The first event involved accusations related to Argentine army officers and NCOs who were accused of handing out brutal field punishment to their troops after the Battle of Goose Green. Our own officers were our greatest enemies, says Ernesto Alonso, the president of CECIM, a veterans group founded by Rodolfo Carrizo and other conscripts of the 7th Regiment. They supplied themselves with whiskey from the pubs, but they weren't prepared for war.

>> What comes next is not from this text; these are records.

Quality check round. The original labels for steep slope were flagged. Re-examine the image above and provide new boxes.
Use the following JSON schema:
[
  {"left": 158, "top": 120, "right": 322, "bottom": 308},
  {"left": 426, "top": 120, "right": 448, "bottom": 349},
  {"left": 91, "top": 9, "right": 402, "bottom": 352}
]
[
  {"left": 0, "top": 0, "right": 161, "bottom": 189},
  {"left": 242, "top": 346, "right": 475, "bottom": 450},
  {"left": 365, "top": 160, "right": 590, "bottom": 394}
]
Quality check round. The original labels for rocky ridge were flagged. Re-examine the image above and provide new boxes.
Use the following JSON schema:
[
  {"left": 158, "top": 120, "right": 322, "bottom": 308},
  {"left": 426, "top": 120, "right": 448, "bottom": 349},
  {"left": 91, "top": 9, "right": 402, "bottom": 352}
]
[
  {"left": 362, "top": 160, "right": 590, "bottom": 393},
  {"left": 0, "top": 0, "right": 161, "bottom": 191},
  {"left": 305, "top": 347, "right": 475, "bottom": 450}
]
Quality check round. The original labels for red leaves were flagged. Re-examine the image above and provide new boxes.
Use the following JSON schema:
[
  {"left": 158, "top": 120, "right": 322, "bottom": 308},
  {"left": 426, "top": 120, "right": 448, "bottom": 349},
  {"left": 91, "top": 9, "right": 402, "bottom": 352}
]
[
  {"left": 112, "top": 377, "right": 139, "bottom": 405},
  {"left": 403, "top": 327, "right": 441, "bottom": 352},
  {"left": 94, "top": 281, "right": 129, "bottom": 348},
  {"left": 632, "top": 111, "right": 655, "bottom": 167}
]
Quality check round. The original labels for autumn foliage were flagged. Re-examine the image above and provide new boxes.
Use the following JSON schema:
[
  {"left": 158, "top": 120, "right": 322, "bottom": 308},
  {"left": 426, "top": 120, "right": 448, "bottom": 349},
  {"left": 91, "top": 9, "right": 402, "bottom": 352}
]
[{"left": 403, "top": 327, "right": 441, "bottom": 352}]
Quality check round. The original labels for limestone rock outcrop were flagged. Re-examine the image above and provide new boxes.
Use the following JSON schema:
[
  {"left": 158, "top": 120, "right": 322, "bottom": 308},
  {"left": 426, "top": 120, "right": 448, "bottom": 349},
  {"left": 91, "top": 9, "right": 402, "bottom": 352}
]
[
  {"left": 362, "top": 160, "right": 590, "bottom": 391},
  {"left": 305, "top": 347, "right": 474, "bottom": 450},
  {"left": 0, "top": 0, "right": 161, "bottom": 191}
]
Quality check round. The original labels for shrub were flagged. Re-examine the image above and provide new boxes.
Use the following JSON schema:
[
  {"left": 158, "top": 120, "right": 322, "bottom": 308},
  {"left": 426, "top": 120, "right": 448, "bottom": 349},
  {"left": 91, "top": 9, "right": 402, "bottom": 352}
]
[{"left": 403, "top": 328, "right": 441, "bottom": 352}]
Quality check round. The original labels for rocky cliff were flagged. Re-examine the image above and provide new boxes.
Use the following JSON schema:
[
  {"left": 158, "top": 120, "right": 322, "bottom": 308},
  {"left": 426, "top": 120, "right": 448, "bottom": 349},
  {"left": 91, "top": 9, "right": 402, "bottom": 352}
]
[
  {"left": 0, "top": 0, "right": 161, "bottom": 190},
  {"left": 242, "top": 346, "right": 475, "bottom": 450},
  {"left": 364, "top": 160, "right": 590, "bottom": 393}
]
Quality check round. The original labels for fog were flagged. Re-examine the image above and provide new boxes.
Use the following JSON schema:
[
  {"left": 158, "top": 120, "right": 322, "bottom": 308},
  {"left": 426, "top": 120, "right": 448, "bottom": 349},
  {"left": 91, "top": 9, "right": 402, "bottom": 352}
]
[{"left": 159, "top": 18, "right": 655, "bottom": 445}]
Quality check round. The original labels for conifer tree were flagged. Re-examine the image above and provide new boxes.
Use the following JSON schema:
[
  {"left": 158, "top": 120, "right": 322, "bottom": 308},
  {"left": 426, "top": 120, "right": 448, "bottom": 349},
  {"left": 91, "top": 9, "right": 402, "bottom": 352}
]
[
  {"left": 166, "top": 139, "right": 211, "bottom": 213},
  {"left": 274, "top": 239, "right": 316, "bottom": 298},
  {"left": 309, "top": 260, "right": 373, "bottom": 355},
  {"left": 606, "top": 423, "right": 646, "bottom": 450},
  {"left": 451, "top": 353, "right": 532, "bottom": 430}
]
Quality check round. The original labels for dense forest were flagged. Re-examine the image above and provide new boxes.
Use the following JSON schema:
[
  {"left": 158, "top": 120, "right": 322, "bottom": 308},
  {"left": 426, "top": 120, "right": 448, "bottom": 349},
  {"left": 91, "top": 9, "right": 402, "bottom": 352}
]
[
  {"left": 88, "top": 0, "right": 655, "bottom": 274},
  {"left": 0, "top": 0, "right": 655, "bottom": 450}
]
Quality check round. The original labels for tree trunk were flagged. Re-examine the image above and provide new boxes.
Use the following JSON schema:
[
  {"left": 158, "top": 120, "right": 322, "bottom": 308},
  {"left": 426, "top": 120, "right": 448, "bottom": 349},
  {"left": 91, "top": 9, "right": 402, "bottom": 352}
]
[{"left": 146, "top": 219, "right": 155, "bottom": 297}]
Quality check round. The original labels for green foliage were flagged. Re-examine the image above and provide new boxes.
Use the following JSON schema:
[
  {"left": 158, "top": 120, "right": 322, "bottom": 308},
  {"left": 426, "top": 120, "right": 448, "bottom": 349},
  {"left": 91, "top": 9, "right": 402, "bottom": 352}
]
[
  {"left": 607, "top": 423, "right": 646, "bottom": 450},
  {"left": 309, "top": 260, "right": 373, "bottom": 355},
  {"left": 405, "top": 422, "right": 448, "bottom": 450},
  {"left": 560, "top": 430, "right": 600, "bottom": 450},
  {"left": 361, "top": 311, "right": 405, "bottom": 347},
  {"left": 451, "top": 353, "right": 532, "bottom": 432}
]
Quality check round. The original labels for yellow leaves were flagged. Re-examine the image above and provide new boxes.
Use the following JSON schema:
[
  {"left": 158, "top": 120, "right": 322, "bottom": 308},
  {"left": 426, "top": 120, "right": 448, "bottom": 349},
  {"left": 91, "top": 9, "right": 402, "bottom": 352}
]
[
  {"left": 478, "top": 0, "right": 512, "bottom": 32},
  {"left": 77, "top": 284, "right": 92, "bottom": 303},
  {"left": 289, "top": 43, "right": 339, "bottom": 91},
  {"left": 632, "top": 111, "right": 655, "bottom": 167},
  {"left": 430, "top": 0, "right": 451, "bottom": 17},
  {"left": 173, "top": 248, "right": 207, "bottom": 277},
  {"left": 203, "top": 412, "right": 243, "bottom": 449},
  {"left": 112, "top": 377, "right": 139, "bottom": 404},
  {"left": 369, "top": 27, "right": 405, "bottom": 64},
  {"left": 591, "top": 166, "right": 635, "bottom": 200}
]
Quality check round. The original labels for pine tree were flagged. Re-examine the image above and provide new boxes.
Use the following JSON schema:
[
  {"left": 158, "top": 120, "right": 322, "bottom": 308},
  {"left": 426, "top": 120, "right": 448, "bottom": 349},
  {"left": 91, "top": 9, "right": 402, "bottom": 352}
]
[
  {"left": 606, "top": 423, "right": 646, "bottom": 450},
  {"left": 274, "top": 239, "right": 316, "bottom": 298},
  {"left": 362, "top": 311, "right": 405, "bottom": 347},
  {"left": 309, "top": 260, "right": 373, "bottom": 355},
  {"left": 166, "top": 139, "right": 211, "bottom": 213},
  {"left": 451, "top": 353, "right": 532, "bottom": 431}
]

They disappeared when things got serious.[1] There are others who maintain that the conscripts were helped to make themselves as comfortable as possible under the circumstances[a] and tried hard to bolster morale.[2] and that their officers and NCOs fought well[b] and tried hard to bolster morale.[2]

In 2009, Argentine authorities in Comodoro Rivadavia ratified a decision made by authorities in Río Grande, Tierra del Fuego (which, according to Argentina, have authority over the islands) charging 70 officers and NCOs with inhumane treatment of conscript soldiers during the war.[3] We have testimony from 23 people about a soldier who was shot to death by a corporal, four other former combatants who starved to death, and at least 15 cases of conscripts who were staked out on the ground, Pablo Vassel, under-secretary of human rights in the province of Corrientes, told Inter Press Service News Agency.[4]

On 19 May a 12th Regiment conscript, Secundino Riquelme, reportedly died of heart failure after struggling for weeks to get accustomed to the cold weather, poor food and the bullying in his platoon that included fellow conscripts. Although his physical and mental collapse was evident, the other conscripts in his platoon failed to report this to the 12th Regimental medical officer, First Lieutenant Juan Adgigovich and the 12th Regiment chaplain who would regularly visit their positions.[c] There are claims, however, that false testimonies were used as evidence in accusing the Argentine officers and NCOs of abandonment and Vassel had to step down from his post as under-secretary of human rights of Corrientes in 2010.[5] Other veterans are sceptical about the veracity of the accusations with Colonel Martiniano Duarte, an ex-601 Commando Company officer in the Falklands, saying that it has become fashionable for ex-conscripts to now accuse their superiors of abandonment.[6]

Former conscript Fernando Cangiano of the 10th Armoured Cavalry Reconnaissance Squadron that fought in the Falklands War, has also dismissed the claims about the supposed widespread sadism present among the Argentine officers and NCOs and the claim that the conscripts had not handled themselves well in the fighting.[7] Former conscript César Trejo of the 3rd Infantry Regiment that also fought in the defence of the Argentine stronghold of Port Stanley, also accused the current Argentine Ministry of Defense, Nilda Garré of promoting a state of confused politics in favour of the CECIM.[8]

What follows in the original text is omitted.